I’m happy. Like, really happy.
Sometimes I find myself doing the most mundane tasks and wanting to pinch myself because I can’t believe how happy I am. For the longest time I thought something was wrong with me because I felt So. Damn. Happy.
This might sound like an overreaction to happiness but, chances are, if you struggle with depression this might hit close to home.
Because when I’m happy, I tend to find myself waiting for the other shoe to drop.
Sure, I’m happy today, but tomorrow I’ll probably be miserable.
Happiness? This won’t last.
Remember how we usually see life as a bleak existence and some days you can barely find the motivation to shower? What if happiness fades and we’re back to the beginning?
That is how I usually experience happiness; Never fully happy because I know that depression is not something I will ever completely recover from. So I wait to feel miserable, again.
Happiness also feels unfamiliar because I spent two years in a depression with no significant periods of non-depression. I also vividly remember the fall of 2018 when I was seriously suicidal. I’ve experienced a lot of darkness in the last few years and I still feel like my eyes are adjusting to the light.
Sometimes I also wonder why I’m happy. I’m 30 years old, I had to move back home, for the first time since I turned 15 I’ve been single for a long period of time, and, my life is not where I thought it would be. But I still feel so much joy.

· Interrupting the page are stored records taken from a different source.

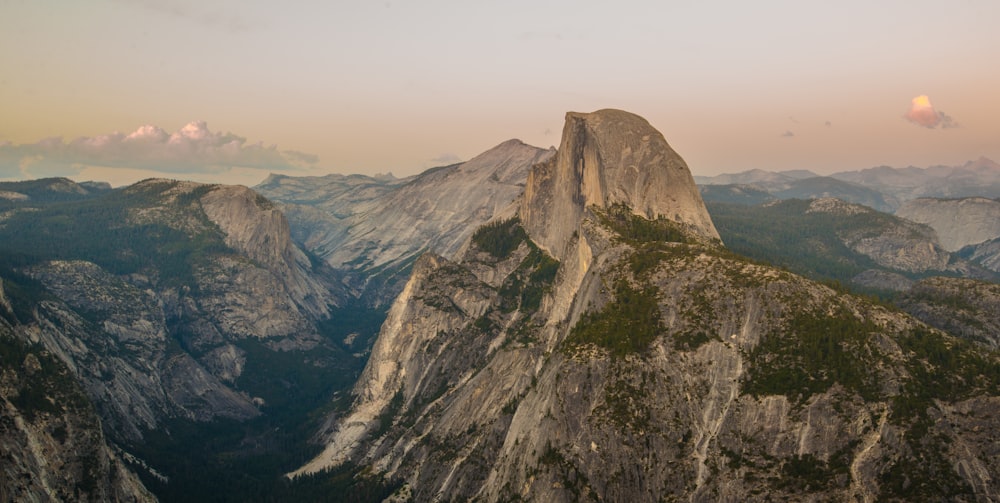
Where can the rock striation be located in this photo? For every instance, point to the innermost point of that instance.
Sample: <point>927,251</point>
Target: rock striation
<point>629,357</point>
<point>174,290</point>
<point>609,157</point>
<point>50,436</point>
<point>372,229</point>
<point>958,222</point>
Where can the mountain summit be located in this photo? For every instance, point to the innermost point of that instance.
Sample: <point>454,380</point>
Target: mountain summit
<point>601,345</point>
<point>605,158</point>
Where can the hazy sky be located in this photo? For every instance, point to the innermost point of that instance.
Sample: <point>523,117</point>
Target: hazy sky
<point>305,87</point>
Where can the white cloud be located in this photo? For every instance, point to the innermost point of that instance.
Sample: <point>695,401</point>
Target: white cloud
<point>192,149</point>
<point>923,113</point>
<point>446,158</point>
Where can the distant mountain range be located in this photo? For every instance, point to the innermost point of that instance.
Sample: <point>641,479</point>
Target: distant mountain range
<point>883,188</point>
<point>559,325</point>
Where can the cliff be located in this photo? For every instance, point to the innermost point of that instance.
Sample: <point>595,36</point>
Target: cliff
<point>603,345</point>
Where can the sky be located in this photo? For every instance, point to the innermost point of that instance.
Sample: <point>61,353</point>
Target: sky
<point>228,91</point>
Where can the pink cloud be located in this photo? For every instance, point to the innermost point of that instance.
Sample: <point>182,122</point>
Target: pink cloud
<point>192,149</point>
<point>923,113</point>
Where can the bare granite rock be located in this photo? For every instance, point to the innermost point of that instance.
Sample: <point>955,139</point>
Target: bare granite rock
<point>958,222</point>
<point>596,359</point>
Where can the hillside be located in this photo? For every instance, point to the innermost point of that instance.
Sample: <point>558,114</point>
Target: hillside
<point>628,356</point>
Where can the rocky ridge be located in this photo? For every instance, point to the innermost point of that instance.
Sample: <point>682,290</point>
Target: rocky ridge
<point>958,222</point>
<point>373,229</point>
<point>631,357</point>
<point>50,436</point>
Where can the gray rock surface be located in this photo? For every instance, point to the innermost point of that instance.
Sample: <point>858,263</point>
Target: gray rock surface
<point>149,346</point>
<point>958,222</point>
<point>372,229</point>
<point>962,307</point>
<point>475,390</point>
<point>51,441</point>
<point>609,157</point>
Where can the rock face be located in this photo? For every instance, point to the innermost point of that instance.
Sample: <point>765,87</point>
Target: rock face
<point>635,359</point>
<point>50,436</point>
<point>609,157</point>
<point>883,188</point>
<point>158,296</point>
<point>958,222</point>
<point>901,245</point>
<point>962,307</point>
<point>373,229</point>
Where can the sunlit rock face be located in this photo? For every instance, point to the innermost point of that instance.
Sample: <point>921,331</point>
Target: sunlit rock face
<point>958,222</point>
<point>372,229</point>
<point>589,350</point>
<point>609,157</point>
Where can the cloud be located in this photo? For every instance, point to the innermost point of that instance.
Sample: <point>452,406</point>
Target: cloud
<point>447,158</point>
<point>923,113</point>
<point>192,149</point>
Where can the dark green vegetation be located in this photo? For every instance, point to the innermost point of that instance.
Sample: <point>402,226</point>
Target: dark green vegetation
<point>99,230</point>
<point>140,230</point>
<point>523,290</point>
<point>810,353</point>
<point>48,190</point>
<point>500,238</point>
<point>734,194</point>
<point>44,384</point>
<point>809,244</point>
<point>635,229</point>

I hesitate to use a quote from a Kevin Spacey movie, but it’s one of my favourites and accurately sums this time of my life:
“I guess I could be pretty pissed off about what happened to me, but it’s hard to stay mad when there’s so much beauty in the world. Sometimes I feel like I’m seeing it all at once and it’s too much. My heart fills up like a balloon that’s about to burst, and then I remember to relax, and stop trying to hold on to it, and then it flows through me like rain and I can’t feel anything but gratitude for every single moment of my stupid little life.”
I know my happiness won’t last. One day I will wake up and realize it’s been days since I last smiled or honestly laughed. I’ll wake up and realize there’s a weight in my chest that makes walking through life exhausting. But today… today I am so unbelievably happy.
And for once, I’ve found the ability to embrace it.